Shakhtar 2-1 Chelsea: Shakhtar attack with pace and forward bursts from Fernandinho and Srna
Shakhtar dominated the match, and should have won by more.
There were no major surprises from Mircea Lucescu – Alex Teixeira was on the right, and Tomas Hubschman in the centre of midfield.
Roberto Di Matteo brought Frank Lampard back into the side, with Ramires pushed to the right. But Lampard only lasted 18 minutes – Eden Hazard came on, Ramires dropped back into the centre of midfield, and Chelsea were back to their usual format of three rotating attackers. John Terry returned in place of Gary Cahill.
This was an extremely fast, frantic game that Shakhtar dominated primarily of better attacking combinations.
A little like Chelsea’s victory over Tottenham at the weekend, this was an extremely open, shapeless match. On Saturday, Chelsea weren’t significantly troubled by Tottenham aside from a spell before and after the break – partly because of the lack of Gareth Bale and Mousa Dembele, Spurs’ best two players at attacking with pace.
But Shakhtar were well-equipped to take advantage of Chelsea’s slow transitions from attack to defence. The away side weren’t compact enough, leaving too much space between the lines, and also failed to protect their full-backs, with the rotating band of three attackers ending up too high and central.
Both played a 4-2-3-1 system. On either side, the wide players were theoretically supposed to form a second bank of four without the ball – but the game was played at such a high tempo that this was rarely obvious – often the game felt like six defenders against four attackers, and with the forward movement of a full-back (down one side – Darijo Srna and Ashley Cole attacked more than their opposite numbers) plus Ramires and Fernandinho, both sides were able to create overloads quickly after direct passing.
If there was one major difference in the formats of the sides, it was the role of the number ten. Oscar tried to get goalside of Tomas Hubschman, who was content to stay in position, so those two rather nullified each other. At the other end, however, Henrikh Mkhitaryan played between the lines and drew John Terry out from the back a couple of times – this created space for other Shakhtar players to attack into, and Mkhitarayan also had a good game, creating chances for others and having a couple of attempts from distance.
Chelsea conceded early – a scrappy goal after some poor penalty box defending, a feature throughout the game. From then, they had to impose themselves on the game and tried to press – but this isn’t something that comes naturally to this Chelsea side, and the closing down was disjointed. Sometimes, the attackers would press but no-one would follow, allowing Shakhtar to play the ball forward easily, with the Chelsea defence exposed. Though Shakhtar’s passing is generally short and neat, they weren’t afraid to hit longer balls into the front two, particularly when Mkhitarayan was unmarked between the lines.

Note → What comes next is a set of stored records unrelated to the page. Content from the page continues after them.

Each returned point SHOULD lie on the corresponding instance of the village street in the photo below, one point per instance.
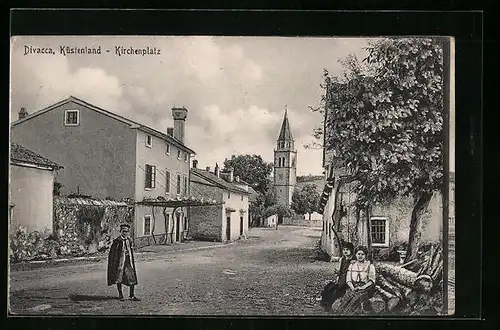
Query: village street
(273, 272)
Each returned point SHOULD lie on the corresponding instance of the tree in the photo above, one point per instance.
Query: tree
(385, 118)
(251, 169)
(305, 199)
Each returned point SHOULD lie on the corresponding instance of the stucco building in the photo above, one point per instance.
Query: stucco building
(31, 189)
(228, 219)
(106, 155)
(385, 226)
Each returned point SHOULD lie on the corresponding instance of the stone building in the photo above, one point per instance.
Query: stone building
(106, 155)
(228, 219)
(384, 226)
(31, 189)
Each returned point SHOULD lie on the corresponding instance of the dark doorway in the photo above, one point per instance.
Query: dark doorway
(241, 226)
(228, 227)
(178, 228)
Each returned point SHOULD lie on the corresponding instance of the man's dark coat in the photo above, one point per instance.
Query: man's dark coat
(116, 261)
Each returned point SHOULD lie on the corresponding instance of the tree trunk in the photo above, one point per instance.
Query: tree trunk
(369, 232)
(422, 283)
(336, 215)
(414, 234)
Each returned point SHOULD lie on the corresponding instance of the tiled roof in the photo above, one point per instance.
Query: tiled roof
(21, 154)
(214, 179)
(130, 122)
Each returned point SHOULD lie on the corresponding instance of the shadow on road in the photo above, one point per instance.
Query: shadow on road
(81, 297)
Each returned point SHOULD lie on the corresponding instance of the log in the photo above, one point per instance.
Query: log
(391, 300)
(406, 277)
(377, 303)
(438, 272)
(412, 298)
(423, 283)
(388, 286)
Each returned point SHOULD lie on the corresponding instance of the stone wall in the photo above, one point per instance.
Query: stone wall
(87, 225)
(206, 223)
(299, 221)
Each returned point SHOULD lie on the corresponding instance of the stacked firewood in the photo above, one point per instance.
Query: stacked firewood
(397, 285)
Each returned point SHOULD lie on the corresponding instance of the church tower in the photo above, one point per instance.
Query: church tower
(285, 160)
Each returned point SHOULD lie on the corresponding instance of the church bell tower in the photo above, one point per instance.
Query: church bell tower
(285, 163)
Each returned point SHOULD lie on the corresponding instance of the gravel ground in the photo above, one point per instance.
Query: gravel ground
(273, 272)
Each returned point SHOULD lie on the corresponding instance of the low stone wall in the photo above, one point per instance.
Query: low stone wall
(302, 222)
(83, 225)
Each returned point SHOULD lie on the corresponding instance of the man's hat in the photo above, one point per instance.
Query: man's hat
(124, 225)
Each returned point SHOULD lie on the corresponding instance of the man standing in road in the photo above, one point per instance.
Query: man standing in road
(121, 263)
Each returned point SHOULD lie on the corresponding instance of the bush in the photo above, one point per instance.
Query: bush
(25, 246)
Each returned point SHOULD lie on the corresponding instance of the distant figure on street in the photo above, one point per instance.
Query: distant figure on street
(337, 288)
(121, 263)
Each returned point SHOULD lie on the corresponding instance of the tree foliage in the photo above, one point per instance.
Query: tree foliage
(305, 199)
(251, 169)
(385, 120)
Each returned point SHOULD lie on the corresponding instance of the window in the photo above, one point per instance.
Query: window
(150, 176)
(147, 225)
(71, 118)
(167, 181)
(380, 231)
(178, 184)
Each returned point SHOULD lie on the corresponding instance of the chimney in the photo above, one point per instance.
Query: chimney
(23, 113)
(179, 115)
(170, 131)
(216, 170)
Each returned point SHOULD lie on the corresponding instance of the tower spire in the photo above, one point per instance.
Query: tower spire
(285, 131)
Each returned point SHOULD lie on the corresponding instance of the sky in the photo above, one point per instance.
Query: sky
(235, 88)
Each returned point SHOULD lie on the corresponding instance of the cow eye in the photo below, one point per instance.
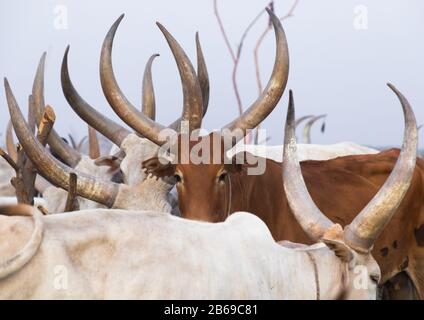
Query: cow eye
(375, 278)
(222, 177)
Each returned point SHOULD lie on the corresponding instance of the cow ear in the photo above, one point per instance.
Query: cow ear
(159, 167)
(240, 161)
(333, 239)
(110, 160)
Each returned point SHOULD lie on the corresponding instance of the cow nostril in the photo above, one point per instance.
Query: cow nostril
(222, 177)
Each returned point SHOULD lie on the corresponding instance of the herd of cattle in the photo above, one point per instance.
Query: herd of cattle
(145, 221)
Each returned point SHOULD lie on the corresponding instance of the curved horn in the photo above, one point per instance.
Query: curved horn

The movement from the Shakhtar front four was excellent – the wide players could move inside and also drop deep, pulling the Chelsea full-backs out of position. The sheer attacking intent from Srna was also important – he had 94 touches throughout the game, 19 more than any other player, and attempted an amazing 15 crosses throughout the game (for comparison, Ivanovic attempted six, Rat one and Cole none), and was always an option in behind Hazard, who was simultaneously Chelsea’s best attacking threat and their weakness defensively, for the same reason – his and Srna’s aggressive positioning.

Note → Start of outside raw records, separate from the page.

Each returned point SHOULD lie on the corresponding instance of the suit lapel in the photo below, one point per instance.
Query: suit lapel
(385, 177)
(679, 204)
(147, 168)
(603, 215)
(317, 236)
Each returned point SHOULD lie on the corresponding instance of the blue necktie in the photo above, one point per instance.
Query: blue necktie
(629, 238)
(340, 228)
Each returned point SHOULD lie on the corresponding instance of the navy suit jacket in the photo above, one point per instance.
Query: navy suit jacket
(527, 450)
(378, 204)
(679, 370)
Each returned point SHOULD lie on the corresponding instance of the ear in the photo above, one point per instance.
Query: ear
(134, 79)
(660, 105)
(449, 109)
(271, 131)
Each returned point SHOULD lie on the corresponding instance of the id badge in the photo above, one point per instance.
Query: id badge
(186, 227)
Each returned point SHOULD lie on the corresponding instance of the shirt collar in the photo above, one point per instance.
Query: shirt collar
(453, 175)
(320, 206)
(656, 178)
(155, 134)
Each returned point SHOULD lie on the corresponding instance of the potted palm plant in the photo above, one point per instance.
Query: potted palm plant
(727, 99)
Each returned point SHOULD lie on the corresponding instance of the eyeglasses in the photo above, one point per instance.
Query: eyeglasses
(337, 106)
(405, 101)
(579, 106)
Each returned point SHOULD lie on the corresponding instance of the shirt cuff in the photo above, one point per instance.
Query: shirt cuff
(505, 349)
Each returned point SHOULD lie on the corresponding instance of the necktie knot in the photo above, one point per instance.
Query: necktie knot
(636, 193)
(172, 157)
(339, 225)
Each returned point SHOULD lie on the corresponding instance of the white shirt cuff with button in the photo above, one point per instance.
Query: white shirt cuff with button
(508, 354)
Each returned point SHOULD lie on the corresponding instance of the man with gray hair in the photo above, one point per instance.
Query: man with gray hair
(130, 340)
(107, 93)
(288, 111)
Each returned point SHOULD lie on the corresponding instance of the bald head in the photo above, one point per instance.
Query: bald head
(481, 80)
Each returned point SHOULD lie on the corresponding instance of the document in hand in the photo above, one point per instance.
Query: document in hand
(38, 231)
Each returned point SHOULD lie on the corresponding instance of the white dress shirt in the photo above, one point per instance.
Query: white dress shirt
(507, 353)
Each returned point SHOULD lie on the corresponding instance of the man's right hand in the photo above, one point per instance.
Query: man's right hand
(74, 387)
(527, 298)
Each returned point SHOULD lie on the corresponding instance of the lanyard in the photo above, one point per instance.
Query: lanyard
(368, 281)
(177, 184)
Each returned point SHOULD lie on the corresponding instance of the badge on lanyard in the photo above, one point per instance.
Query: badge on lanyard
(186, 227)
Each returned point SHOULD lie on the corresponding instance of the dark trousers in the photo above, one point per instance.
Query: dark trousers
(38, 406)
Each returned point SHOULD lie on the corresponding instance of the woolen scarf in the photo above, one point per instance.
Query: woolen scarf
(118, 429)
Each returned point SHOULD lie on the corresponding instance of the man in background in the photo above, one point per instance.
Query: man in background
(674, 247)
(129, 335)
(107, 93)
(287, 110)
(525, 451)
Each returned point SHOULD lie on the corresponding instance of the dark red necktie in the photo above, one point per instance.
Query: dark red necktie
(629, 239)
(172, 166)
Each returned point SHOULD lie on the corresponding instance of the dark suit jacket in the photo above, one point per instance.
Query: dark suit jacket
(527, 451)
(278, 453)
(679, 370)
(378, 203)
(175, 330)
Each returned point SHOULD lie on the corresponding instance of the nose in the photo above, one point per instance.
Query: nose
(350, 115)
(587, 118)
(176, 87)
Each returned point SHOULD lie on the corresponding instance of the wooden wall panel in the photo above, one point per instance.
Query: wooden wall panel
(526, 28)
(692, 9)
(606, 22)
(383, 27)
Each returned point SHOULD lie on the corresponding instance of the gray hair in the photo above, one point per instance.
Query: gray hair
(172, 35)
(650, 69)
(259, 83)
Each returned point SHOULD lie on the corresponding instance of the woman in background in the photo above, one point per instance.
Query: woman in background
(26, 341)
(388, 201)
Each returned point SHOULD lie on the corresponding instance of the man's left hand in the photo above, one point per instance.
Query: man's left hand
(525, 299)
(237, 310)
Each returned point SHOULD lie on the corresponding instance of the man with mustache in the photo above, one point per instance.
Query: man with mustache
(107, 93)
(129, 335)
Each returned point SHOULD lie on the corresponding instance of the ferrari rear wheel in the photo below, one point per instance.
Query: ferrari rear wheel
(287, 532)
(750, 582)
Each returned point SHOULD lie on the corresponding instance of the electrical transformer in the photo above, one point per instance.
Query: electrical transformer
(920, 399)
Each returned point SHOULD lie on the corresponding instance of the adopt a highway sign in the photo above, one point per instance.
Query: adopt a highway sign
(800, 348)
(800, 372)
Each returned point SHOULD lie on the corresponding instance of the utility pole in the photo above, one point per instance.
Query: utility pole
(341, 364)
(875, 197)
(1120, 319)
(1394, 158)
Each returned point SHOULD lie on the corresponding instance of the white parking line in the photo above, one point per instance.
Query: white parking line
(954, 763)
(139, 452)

Chelsea’s threat on the break shouldn’t be ignored – with the full-backs out of position and the centre-backs not entirely comfortable when drawn into wide players (see Oleksandr Kucher’s incredibly cynical tackle on Hazard in the second half, when the Belgian had skipped away from Srna), they did offer a threat. But the interplay of their front four wasn’t as sharp, and Shakhtar’s central midfielders stayed closer to the defence, denying Chelsea space.
The movement of Fernando Torres was much better than usual, as he took advantage of an open game to draw left, then right, then move in behind the defence, then drag the defenders higher up the pitch as others looked to make forward runs.

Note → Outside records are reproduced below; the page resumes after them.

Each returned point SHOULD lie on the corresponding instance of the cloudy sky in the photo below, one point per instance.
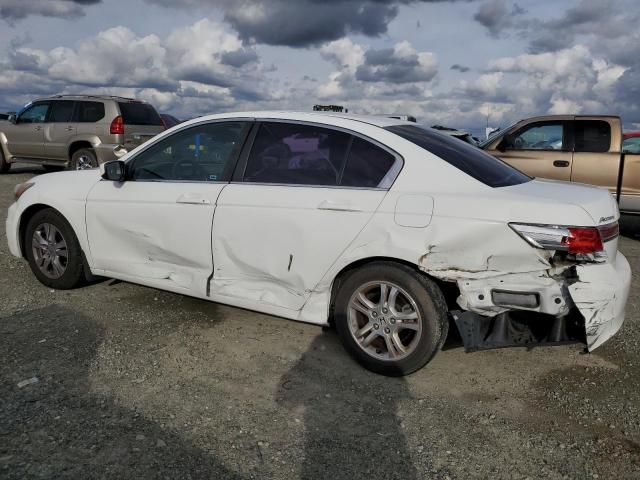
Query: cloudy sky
(451, 62)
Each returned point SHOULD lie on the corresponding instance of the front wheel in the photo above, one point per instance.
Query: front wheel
(53, 251)
(83, 159)
(390, 318)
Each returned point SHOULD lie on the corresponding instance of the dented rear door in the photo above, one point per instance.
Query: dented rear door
(295, 208)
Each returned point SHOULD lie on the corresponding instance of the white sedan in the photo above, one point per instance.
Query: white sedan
(380, 227)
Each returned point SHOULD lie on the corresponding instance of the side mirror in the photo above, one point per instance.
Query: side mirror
(113, 171)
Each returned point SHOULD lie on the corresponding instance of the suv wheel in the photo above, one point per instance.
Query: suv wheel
(83, 159)
(4, 165)
(53, 251)
(390, 318)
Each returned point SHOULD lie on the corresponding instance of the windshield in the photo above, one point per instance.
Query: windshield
(471, 160)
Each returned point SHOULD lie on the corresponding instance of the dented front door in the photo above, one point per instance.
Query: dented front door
(272, 243)
(156, 226)
(156, 231)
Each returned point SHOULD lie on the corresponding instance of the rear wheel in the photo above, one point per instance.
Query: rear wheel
(390, 318)
(53, 251)
(4, 165)
(83, 159)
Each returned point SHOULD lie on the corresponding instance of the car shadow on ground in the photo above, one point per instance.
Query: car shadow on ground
(56, 427)
(352, 430)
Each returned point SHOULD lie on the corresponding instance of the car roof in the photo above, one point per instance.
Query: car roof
(320, 117)
(90, 97)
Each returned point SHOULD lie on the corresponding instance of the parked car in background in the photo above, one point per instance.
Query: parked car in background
(459, 134)
(631, 142)
(169, 120)
(76, 131)
(376, 225)
(583, 149)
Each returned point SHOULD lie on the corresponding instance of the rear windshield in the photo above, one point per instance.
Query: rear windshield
(139, 114)
(471, 160)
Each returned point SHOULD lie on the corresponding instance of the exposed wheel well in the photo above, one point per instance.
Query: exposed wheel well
(24, 220)
(449, 289)
(75, 146)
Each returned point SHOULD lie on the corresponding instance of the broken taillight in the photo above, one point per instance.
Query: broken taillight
(583, 240)
(573, 240)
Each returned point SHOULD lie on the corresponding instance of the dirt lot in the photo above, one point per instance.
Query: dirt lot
(137, 383)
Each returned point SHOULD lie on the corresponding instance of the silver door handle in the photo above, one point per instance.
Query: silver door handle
(193, 199)
(338, 206)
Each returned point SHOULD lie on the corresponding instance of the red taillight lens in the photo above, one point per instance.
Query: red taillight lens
(583, 240)
(609, 231)
(117, 126)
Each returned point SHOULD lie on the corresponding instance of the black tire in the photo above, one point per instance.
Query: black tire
(83, 159)
(4, 165)
(428, 299)
(74, 265)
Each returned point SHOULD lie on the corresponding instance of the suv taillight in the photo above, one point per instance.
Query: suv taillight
(117, 126)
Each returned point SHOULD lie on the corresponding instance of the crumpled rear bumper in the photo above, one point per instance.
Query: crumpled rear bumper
(587, 306)
(600, 295)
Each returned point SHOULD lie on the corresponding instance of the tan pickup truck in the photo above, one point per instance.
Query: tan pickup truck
(585, 149)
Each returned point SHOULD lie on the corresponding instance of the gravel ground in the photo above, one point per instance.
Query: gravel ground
(131, 382)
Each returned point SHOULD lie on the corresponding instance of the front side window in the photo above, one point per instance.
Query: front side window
(467, 158)
(61, 111)
(592, 136)
(294, 154)
(36, 113)
(89, 112)
(538, 136)
(204, 153)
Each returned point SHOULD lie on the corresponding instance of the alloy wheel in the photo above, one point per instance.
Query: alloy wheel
(384, 320)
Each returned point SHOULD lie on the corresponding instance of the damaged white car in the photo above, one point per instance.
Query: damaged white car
(376, 225)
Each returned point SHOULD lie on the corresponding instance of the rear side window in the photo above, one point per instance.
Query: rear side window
(467, 158)
(592, 136)
(61, 111)
(89, 112)
(631, 145)
(139, 114)
(537, 136)
(288, 153)
(367, 165)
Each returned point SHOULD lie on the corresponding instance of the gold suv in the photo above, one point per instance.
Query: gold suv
(79, 131)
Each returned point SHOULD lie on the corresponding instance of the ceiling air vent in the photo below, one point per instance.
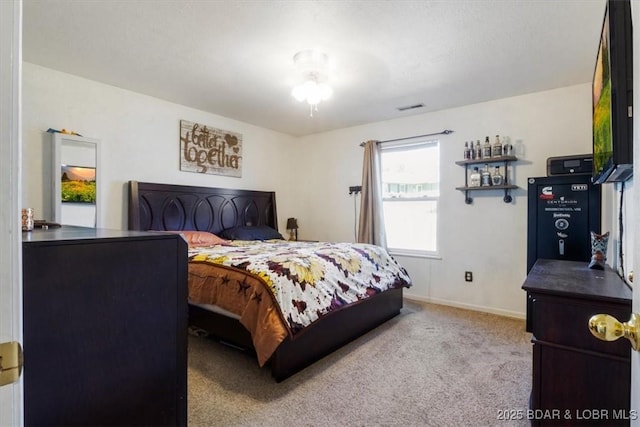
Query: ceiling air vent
(410, 107)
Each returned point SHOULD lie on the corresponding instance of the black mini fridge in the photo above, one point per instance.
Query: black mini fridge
(562, 212)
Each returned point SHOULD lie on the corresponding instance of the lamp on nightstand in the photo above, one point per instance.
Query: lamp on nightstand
(292, 226)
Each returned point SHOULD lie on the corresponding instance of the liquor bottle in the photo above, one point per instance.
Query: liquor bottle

However, his touch was still poor, and he often slowed down Chelsea attacks when a burst of pace would have resulted in a decent chance.
Ramires v Fernandinho
The most interesting feature of the game was Ramires’ battle with Fernandinho. Once the former had moved back into the deep midfield role, the two men were in direct combat – and are very similar players: the same nationality, the same height, the same build, the same number, the same stamina, – and the same role in this game.
They had the responsibility of connecting the side through sudden bursts into attack, a crucial role in a transition-based game featuring lots of space in midfield.
Both players had good games. Ramires produced a fine example of midfield energy when breaking forward to create a half-chance for Torres towards the end of the first half, but Fernandinho emerged as the game’s key player in the second half.
Shakhtar had actually become more conservative at the start of the second half – the wide players dropped deeper to form a second bank of four as Lucescu – like Villas-Boas at the weekend – desired a less frantic game. From here, Shakhtar are in their element, able to soak up pressure before breaking quickly.
The second goal settled the game. Fernandinho won the ball from Hazard in midfield, then stormed forward into attack to put the finishing touch upon a fine counter-attack, a fitting goal scored by the game’s best player. He broke into the space in behind Cole, who couldn’t get back into position quickly enough.
Di Matteo only made one change, with Daniel Sturridge on for Torres. Oscar got a goal back with a minute to go, after good work from Branislav Ivanovic down the right, but Shakhtar weren’t under significant pressure in the final 20 minutes, and created more goalscoring chances than Chelsea.
This was a fine example of what Shakhtar are all about. High-tempo attacking and quick combinations from the front four, supported by relentless attacking from Srna and forward bursts from Fernandinho.
Chelsea were actually set up in a relatively similar way, with one full-back and one deep midfielder supporting a fluid front four. The major differences were about (a) the level of compactness: Shakhtar were tighter between the lines, and (b) about familiarity: Shakhtar had cohesive movement, while Chelsea’s system still seems based around improvisation. The return match, in a fortnight, will be very interesting.